Se conhecesse pessoalmente o diretor do revivido Belas Artes, em São Paulo, pediria a ele, a pretexto da “nova” encarnação das salas, para exibir logo, por favor, uma cópia de O Jantar (1988), de Ettore Scola. Um desejo enorme de assistir em tela grande a abertura da canastra em que se vê, na função de uma noite em um restaurante romano, o extraordinário da vida mais, menos ou nada caricata de seus clientes. A culpa por eu querer que o filme nunca acabe é do cliente habitual, o velho professor de literatura (Vittorio Gassman). Seu olhar profundo, enxerido, nos conduz por pequenos-grandes contos, todos iluminados por observações em geral formidáveis, ora eloquentes ora sem dizer palavra.
O professor também tenta desvendar as ansiedades da dona do Arturo al Portico, a charmosa Flora, que, em sapatos novos, vermelhos e de salto alto, conserva o rebolado chique da Fanny Ardant que a interpreta.

“…Sabe, dona Flora, há anos a senhora cobra a mesmíssima coisa de mim, nunca um aumento. Sinto que lhe devo algo que vou dizer agora. Um filósofo ‘amigo meu’ falava que comida e bebida simbolizam a mesma condição humana, que consumir o repasto a uma mesa qualquer de desconhecidos ou de amigos é algo que tem mais a ver com o coração do que com o estômago. (…) A senhora, minha belíssima restauratrice, tem a melhor profissão do mundo e ainda assim está melancólica esta noite. Por que? Seria talvez um desejo novo de felicidade? Tome cuidado, porque quando esse desejo parece ser uma possibilidade logo vem o sofrimento. Começa a infelicidade. Será que me excedi?”

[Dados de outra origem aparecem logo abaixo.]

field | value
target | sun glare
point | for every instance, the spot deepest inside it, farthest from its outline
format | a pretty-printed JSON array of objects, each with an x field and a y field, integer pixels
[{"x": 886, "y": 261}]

Flora sorri. Sim, o mestre bebeu demais, mas também ela é grata a ele.
“Professor, quem lhe deve algo sou eu. Em geral os homens quando falam a uma mulher têm vergonha de mostrar uma qualidade que julgam feminina, a graça. Alguns, porém, não se envergonham, mas são poucos…”
ele: “Obrigada em nome desses alguns.”
ela: “Obrigada em nome das mulheres.”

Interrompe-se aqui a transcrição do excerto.